Le serveur du restaurant le regarde d'un air amusé et fait sauter le bouchon de la bouteille pétillante d'un geste professionnel pour nous servir François et moi, et mon père qui le boit d'un trait. Je pouffe de rire.

– Ah, vous deux...

– Je t'assure, insiste François, le prochain restaurant, c'est moi qui te l'offre, Martin.

Mon père lève sa flûte de champagne nouvellement remplie, cette fois complètement éméché, puis il s'écrie :

– À l'année 1882 !

Nous trinquons joyeusement. Je les questionne :

– Alors, que comptez-vous faire, cette année ?

François me répond :

– Eh bien, continuer à profiter de ma retraite et à t'aider à la boulangerie ! Que serait Paris sans tes viennoiseries ?
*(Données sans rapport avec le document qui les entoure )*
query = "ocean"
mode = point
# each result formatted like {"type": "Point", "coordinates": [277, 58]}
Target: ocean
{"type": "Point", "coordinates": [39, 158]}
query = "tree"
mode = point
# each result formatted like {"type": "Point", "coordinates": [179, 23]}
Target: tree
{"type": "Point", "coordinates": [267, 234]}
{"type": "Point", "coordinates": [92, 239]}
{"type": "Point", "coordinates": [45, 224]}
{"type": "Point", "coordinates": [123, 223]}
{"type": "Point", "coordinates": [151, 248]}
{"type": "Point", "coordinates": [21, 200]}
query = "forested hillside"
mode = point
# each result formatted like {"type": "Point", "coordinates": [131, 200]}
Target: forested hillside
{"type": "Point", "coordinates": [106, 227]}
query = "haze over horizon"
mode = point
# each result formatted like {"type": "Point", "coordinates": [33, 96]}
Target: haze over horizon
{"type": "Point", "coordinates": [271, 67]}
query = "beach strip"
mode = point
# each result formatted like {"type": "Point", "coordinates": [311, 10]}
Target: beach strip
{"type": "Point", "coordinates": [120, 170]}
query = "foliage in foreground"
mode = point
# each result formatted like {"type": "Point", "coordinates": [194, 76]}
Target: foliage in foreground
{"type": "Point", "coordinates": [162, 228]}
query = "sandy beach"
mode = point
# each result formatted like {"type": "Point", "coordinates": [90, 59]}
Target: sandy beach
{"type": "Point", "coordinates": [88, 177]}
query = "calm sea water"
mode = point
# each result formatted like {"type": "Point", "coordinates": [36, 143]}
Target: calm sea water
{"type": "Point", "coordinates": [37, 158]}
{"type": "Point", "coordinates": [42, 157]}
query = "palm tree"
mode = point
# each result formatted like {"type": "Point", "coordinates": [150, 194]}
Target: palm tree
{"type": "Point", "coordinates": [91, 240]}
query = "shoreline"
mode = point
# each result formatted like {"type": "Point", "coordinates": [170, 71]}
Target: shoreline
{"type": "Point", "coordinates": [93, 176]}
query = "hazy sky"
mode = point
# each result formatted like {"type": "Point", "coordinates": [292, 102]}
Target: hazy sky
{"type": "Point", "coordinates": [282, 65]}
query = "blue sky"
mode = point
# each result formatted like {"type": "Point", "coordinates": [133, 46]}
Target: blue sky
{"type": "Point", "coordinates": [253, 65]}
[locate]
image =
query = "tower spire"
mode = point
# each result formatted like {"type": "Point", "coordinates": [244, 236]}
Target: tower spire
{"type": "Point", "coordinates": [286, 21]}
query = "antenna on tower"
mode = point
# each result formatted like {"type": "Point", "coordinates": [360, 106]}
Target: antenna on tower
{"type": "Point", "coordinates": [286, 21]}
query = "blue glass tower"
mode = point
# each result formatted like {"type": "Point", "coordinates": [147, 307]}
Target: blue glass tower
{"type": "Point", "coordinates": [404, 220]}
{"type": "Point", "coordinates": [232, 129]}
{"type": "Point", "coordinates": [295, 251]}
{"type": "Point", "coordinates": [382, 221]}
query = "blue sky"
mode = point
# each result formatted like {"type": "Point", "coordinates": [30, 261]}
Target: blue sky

Mon père retrouve tout son sérieux quelques instants.

– Moi, je veux juste une année simple, sans violence, paisible quoi ! Et puis je suis toujours lieutenant-colonel, même si je suis proche de la retraite. Je vais rester quand même encore un peu en service dans la Légion étrangère !

Il éclate d'un rire cristallin sans raison apparente et se sert de nouveau du champagne.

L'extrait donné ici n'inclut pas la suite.